そのなかで、今日アップされた上田信治さんの記事 を読んでほっとした。いつもながらフラットな視点で、しかも的確に問題点を浮かび上がらせてくれている。

「船団」組の感じたキュークツさは、作者が、あらかじめの意図によって、一句と読者の運動をコントロールしてしまう(できてしまう)ことの、結果のような気がしてならない。

俳句も文学も、たぶん「好き嫌い」の要素が大きい。
ただ、その「好き嫌い」を、「好き嫌い」でなく説明することは、難しい。



「船団」は、言っておくが所謂「結社」ではない。
坪内稔典氏を代表におく俳句グループであり、みんながみんな坪内さんの弟子というわけではないし、ステレオタイプな結社のようにすべての弟子が師匠の言うがままに動くような団体では断じてない。従って、所謂「船団」調な俳句、というものは、たしかに存在し、それは坪内氏の作風から波及していく方向にあるものだが、まったく違う俳句も共存しうる環境にある。
ただ、やはり「季語」や「定型」といった約束事に対しては、かなり寛容に捉えている人が多いのは間違いない。
その入り口の広さ、ハードルの低さが俳句の魅力である、というのが、正岡子規に学ぶ坪内氏の立場だからだ。すなわち、「季語」の本意、という先行する知識などに囚われることなく現在ありのままの立場から季語を使う「写生」の立場、である。

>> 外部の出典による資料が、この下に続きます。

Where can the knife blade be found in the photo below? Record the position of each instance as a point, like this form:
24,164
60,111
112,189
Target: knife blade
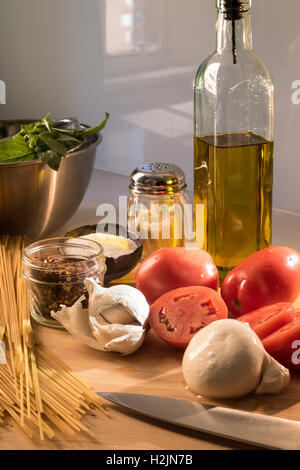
243,426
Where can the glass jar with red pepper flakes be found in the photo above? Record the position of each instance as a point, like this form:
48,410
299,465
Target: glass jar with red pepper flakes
55,270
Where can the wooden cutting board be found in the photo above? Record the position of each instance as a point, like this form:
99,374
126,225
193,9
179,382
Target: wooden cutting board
154,369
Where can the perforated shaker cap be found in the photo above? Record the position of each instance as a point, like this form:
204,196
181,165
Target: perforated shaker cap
233,8
157,178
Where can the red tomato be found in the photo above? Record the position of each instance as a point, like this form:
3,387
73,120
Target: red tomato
169,268
267,320
177,315
266,277
284,344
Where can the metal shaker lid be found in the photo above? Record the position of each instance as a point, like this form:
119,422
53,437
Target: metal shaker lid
157,178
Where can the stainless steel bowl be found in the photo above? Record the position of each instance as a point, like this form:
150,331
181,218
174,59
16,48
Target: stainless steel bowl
36,200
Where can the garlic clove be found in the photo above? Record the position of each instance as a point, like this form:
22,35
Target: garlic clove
117,302
274,376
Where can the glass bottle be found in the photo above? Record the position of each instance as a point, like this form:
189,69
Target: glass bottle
233,143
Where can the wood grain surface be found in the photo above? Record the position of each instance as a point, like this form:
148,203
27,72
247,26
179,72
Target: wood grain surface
154,369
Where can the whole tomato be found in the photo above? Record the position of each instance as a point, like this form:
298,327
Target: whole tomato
266,277
170,268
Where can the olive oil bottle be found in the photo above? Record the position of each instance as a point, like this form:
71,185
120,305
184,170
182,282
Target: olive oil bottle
233,143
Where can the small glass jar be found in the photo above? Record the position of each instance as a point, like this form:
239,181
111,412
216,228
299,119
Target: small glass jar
158,206
55,270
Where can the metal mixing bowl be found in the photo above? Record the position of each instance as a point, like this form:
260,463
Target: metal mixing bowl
36,200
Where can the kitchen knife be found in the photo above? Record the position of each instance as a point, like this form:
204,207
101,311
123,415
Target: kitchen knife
243,426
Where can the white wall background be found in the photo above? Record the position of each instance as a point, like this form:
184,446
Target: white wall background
84,57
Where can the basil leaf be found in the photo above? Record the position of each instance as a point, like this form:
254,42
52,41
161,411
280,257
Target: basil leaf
41,140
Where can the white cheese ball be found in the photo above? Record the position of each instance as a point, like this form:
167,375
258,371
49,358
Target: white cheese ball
224,360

夕顔の花といふものの感じは今までは源氏其他から来て居る歴史的の感じのみであつて俳句を作る場合にも空想的の句のみを作つて居つた。今親しく夕顔の花を見ると以前の空想的の感じは全く消え去りて新たらしい写生的の趣味が独り頭を支配するやうになる。

よく知られた、虚子「俳話」の、道灌山での子規の言葉である。